Mt. Aloysius struck first in the opening inning, but it was the second inning that created the real challenge. A combination of timely hitting and defensive miscues led to a six-run surge. Balls found gaps, pressure mounted, and errors extended innings. By the time the dust settled, La Roche trailed 7–0, with several of those runs unearned. It wasn't a lack of effort—it was a snowball effect that became difficult to stop.

But La Roche didn't fold.

In the third inning, the response came—and it came fast.

Brooke Murgenovich set things in motion, and Maura Wade delivered with an RBI double to get La Roche on the board. That moment sparked belief in the dugout. Finley Hohn followed with an RBI single, then Taylor Young added another to keep the line moving. Suddenly, the pressure flipped. When Ashlee Bair came through with a two-run single, La Roche had turned a blowout into a game, cutting the deficit to 7–5 in one explosive inning.

The energy had completely shifted.

In the fourth, La Roche kept chipping away. Maura Wade came around to score on a wild pitch, tightening the game to one run. Then in the fifth, Ashlee Bair delivered again—this time with an RBI double—tying the game at 7–7. From a seven-run hole to even, La Roche had done the hard part.

They had fought all the way back.

But baseball doesn't always reward momentum.

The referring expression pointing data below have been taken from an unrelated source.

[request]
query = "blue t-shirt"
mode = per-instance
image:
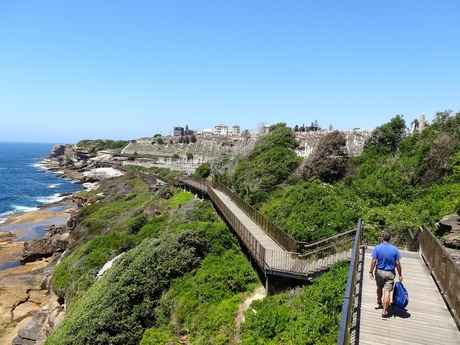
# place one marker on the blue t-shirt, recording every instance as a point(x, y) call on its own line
point(386, 255)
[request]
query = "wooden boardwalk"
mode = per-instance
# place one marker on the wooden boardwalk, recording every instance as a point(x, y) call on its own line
point(426, 319)
point(277, 260)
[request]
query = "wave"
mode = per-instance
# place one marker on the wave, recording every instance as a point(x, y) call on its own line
point(50, 199)
point(16, 209)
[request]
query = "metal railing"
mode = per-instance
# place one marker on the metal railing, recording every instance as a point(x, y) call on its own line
point(277, 234)
point(320, 255)
point(347, 307)
point(442, 267)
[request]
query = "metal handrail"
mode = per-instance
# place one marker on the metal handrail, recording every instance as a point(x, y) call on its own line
point(327, 255)
point(442, 267)
point(347, 307)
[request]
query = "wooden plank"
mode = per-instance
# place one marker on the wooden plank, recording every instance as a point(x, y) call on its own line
point(426, 319)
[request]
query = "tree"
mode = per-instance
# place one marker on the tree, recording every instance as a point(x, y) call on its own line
point(269, 164)
point(386, 137)
point(328, 160)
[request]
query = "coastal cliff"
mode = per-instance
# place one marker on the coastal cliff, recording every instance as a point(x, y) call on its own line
point(29, 309)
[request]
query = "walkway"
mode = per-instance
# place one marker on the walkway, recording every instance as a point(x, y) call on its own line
point(272, 258)
point(426, 319)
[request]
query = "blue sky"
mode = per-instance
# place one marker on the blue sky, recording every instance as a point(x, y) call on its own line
point(73, 70)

Mt. Aloysius answered in the bottom of the fifth with a go-ahead run, and despite La Roche's efforts to regain control, defensive struggles resurfaced in the sixth. Two more runs crossed—both unearned—stretching the lead to 10–7. In a game where La Roche outhit mistakes but couldn't escape them, those extra chances proved costly.

Offensively, La Roche did its job. The team produced 11 hits, with Maura Wade leading the way with three, while Ashlee Bair drove in three runs and sparked the comeback. Contributions came throughout the lineup, and the fight was undeniable.